What you'll build: A deadline calculator that uses tools to get the current time, add days, and format the result.


Background: What Are Tools?

Tools extend your QType applications with custom steps. Tools are how you plug QType into other existing systems that may not be supported in the shipped interpreter.

A tool is simply a reference to: - A Python function - Call any Python function with typed parameters - An API endpoint - Make HTTP requests to external services

Tools define their inputs (parameters) and outputs (return values) with explicit types.

The Commons Library

QType provides a commons library published on GitHub with pre-built tools for common operations:

  • Time utilities - Get current time, add/subtract durations, format timestamps
  • String operations - Base64 encoding/decoding, text transformations
  • Data processing - JSON parsing, field extraction, type conversions

Automatic Tool Generation

You don't need to write tool YAML files manually! QType can generate them automatically using qtype convert:

From Python modules:

qtype convert python --module myapp.utils --output tools.qtype.yaml

From OpenAPI specifications:

qtype convert openapi --spec api_spec.yaml --output api_tools.qtype.yaml

The converter analyzes function signatures or API schemas and creates properly typed tool definitions.
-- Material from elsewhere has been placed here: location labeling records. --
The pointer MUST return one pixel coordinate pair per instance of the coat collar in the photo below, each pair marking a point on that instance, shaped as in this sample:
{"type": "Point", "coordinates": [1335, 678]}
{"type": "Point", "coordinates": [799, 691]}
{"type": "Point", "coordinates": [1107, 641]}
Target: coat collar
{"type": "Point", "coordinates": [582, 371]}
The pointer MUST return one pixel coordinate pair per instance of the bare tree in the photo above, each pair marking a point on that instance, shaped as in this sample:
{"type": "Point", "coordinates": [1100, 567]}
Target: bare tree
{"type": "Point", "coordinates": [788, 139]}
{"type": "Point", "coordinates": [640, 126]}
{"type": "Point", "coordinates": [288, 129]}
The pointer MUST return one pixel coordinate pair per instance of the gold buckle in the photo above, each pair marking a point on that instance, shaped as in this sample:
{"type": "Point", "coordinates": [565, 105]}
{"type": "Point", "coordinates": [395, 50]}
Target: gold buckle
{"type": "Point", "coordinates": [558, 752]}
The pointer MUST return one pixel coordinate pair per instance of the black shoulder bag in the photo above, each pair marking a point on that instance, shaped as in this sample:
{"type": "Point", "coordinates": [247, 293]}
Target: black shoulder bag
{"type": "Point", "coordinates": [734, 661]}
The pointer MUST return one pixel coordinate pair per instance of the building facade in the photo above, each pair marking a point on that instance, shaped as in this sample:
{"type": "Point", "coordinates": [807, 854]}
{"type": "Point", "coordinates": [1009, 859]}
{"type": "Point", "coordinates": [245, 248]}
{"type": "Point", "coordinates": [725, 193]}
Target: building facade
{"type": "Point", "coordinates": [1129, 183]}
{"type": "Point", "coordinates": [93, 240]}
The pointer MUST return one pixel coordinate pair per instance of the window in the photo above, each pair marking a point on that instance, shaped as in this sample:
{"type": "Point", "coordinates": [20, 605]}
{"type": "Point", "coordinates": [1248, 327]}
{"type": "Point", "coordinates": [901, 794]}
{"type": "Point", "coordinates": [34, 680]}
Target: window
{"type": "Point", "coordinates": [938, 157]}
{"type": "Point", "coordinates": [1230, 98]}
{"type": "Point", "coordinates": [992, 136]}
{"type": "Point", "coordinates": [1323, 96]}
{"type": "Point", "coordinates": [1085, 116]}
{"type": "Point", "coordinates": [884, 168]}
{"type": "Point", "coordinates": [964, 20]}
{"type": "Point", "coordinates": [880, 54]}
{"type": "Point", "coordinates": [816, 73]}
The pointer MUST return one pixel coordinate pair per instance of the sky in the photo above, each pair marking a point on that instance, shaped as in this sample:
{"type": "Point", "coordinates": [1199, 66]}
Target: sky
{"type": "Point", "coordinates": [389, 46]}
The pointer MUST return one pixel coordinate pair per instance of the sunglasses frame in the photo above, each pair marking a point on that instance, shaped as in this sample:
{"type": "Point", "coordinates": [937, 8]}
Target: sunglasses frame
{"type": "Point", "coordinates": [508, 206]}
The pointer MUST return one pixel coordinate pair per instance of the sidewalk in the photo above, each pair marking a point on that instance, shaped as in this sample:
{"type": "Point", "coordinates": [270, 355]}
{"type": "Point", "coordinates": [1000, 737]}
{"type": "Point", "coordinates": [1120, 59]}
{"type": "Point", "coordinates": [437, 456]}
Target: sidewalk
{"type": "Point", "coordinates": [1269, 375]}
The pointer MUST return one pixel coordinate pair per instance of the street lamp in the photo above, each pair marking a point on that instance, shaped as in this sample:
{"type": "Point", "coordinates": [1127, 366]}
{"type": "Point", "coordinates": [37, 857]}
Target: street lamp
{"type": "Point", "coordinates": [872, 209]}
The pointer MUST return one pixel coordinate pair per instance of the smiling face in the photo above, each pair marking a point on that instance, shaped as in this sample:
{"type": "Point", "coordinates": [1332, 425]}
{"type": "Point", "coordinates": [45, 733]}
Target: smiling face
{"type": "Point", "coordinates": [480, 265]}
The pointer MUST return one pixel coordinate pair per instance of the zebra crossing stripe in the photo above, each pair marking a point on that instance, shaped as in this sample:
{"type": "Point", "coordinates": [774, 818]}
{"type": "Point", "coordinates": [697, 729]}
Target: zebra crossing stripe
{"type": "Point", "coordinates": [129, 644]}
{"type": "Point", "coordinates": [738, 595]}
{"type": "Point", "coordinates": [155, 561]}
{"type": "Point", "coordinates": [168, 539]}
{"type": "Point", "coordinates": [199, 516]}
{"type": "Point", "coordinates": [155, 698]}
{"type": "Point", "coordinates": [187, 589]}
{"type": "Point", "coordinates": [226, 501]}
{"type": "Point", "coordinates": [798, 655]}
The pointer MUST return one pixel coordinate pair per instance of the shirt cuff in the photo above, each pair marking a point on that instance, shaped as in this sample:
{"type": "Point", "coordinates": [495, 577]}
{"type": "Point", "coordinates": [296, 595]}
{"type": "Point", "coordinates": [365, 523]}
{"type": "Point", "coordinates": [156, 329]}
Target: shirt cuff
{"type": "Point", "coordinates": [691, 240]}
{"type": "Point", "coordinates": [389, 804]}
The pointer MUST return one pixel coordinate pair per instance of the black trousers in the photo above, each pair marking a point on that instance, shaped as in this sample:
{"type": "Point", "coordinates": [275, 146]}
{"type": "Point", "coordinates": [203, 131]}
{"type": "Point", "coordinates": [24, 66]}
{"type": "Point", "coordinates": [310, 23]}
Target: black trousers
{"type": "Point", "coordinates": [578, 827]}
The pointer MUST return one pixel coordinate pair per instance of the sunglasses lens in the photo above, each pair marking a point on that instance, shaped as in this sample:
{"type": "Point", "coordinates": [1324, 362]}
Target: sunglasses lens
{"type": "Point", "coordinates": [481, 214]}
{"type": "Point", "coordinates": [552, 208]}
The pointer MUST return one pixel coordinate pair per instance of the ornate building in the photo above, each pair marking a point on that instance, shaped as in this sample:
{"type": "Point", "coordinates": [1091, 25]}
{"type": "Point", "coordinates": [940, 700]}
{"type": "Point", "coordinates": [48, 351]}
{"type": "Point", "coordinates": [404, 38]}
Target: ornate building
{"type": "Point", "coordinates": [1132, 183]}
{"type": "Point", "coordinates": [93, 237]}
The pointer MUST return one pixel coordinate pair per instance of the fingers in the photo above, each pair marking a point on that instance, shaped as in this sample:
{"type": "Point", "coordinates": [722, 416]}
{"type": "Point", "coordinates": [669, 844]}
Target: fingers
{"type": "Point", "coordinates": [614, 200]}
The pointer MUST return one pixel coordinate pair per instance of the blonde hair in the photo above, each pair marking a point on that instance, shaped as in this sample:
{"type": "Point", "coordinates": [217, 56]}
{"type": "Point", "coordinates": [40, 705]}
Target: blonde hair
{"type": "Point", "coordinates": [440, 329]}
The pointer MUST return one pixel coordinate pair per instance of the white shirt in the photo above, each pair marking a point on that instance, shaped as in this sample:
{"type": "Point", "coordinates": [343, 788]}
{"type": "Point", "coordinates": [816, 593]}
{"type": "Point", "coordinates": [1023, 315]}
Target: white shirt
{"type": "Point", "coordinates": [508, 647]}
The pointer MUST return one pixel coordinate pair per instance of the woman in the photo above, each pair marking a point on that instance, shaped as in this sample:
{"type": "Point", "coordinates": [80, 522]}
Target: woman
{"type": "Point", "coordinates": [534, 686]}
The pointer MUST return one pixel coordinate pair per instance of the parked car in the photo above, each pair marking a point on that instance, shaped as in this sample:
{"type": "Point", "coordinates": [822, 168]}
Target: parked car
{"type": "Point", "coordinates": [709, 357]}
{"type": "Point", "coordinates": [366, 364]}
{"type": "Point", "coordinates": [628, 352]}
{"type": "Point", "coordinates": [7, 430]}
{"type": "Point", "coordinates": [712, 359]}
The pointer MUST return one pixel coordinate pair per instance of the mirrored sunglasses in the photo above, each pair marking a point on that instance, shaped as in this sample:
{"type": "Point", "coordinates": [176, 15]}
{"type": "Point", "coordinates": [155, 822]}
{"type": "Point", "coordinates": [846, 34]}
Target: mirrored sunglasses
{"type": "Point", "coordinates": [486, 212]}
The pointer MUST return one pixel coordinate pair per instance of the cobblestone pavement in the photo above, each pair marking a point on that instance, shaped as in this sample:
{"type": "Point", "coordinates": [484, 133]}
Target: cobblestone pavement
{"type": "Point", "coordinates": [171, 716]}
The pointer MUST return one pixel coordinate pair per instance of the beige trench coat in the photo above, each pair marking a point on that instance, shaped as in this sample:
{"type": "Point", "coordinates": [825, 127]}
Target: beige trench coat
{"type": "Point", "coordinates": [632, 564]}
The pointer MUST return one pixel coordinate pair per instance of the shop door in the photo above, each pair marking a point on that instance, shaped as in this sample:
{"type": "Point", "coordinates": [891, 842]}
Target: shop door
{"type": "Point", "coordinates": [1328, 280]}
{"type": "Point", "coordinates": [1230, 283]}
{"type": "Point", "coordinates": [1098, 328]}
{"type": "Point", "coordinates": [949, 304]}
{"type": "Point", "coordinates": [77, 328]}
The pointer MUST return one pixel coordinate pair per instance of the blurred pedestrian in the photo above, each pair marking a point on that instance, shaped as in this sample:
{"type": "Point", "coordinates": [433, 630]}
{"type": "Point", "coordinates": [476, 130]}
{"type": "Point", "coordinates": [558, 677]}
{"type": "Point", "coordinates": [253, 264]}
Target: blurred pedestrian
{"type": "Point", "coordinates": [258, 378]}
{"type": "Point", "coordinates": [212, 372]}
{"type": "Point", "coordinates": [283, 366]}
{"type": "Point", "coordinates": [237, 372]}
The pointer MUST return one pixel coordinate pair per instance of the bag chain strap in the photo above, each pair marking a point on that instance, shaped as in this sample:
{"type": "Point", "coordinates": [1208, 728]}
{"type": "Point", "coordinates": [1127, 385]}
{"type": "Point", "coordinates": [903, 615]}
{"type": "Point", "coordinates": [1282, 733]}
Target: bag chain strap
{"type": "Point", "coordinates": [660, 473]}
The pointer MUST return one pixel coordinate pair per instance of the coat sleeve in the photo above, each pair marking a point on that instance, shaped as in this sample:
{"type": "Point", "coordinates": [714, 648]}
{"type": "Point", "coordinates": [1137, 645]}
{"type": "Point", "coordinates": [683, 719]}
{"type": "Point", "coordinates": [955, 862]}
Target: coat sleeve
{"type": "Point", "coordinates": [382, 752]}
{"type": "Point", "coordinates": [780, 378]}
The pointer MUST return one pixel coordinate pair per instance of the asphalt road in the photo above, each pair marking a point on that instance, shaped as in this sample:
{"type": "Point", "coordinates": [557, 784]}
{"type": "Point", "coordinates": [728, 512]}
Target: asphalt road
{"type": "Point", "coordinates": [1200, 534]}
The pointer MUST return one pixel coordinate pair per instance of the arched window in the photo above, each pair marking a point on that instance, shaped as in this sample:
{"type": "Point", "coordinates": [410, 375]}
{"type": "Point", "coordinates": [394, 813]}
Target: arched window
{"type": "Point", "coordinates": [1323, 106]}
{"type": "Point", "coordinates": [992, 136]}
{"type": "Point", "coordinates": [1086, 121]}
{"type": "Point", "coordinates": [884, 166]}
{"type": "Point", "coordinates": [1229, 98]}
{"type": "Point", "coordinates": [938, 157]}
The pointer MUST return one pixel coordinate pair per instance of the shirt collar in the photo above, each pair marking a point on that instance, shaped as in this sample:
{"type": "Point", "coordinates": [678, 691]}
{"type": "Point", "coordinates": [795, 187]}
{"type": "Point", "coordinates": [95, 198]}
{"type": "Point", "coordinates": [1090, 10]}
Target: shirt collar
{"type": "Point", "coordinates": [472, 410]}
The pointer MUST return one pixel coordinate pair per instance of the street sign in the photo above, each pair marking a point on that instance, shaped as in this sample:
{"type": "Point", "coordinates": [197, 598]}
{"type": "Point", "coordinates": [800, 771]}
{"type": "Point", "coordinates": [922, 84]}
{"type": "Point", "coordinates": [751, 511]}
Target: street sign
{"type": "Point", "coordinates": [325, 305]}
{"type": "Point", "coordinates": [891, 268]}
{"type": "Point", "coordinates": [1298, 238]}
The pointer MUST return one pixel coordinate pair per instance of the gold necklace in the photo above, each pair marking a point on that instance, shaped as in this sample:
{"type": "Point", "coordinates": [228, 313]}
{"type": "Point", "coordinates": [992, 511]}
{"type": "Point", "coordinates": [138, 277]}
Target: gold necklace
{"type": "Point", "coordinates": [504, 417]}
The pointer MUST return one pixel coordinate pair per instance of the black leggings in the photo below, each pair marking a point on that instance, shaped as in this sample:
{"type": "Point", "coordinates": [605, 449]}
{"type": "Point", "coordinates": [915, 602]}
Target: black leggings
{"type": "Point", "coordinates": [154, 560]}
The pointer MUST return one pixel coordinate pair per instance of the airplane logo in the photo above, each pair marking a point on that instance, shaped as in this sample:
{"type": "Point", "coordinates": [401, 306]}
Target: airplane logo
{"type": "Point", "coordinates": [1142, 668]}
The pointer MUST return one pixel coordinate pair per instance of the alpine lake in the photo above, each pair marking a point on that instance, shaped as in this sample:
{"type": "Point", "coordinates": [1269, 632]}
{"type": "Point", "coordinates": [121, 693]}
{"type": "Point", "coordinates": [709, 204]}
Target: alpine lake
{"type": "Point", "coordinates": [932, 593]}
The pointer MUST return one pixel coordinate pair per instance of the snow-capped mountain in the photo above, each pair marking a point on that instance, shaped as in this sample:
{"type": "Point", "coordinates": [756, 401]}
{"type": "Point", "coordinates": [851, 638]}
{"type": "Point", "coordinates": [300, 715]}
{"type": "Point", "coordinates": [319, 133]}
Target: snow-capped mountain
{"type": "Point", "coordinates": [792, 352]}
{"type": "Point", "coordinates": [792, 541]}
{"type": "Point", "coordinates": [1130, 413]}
Part 1: Import and Use Your First Tool (7 minutes)

Create Your Application File

Create 04_tools_and_function_calling.qtype.yaml:

id: deadline_calculator
description: |
  Calculates a deadline by adding days to the current timestamp.
  Demonstrates tool imports, InvokeTool step, and tool chaining.

Import the Commons Library

Add a references: section before flows::

# Import pre-built tools from the commons library
references:
  - !include https://raw.githubusercontent.com/bazaarvoice/qtype/refs/tags/v0.1.11/common/tools.qtype.yaml

What this means:

!include - YAML directive to load another file's content. !include brings in yaml files inside the header. - Can use local paths: !include ../../common/tools.qtype.yaml - Or remote URLs: !include https://... (shown here) - Imports all tools, types, and definitions from that file

references: section - Where you import external components. References can be other applications or lists of models, tools, authorization providers, variables, or custom types.

You can now reference any tool by its id (like qtype.application.commons.tools.get_current_timestamp).

Check your work:

qtype validate 04_tools_and_function_calling.qtype.yaml

Should pass ✅ (even with no flows yet - imports are valid)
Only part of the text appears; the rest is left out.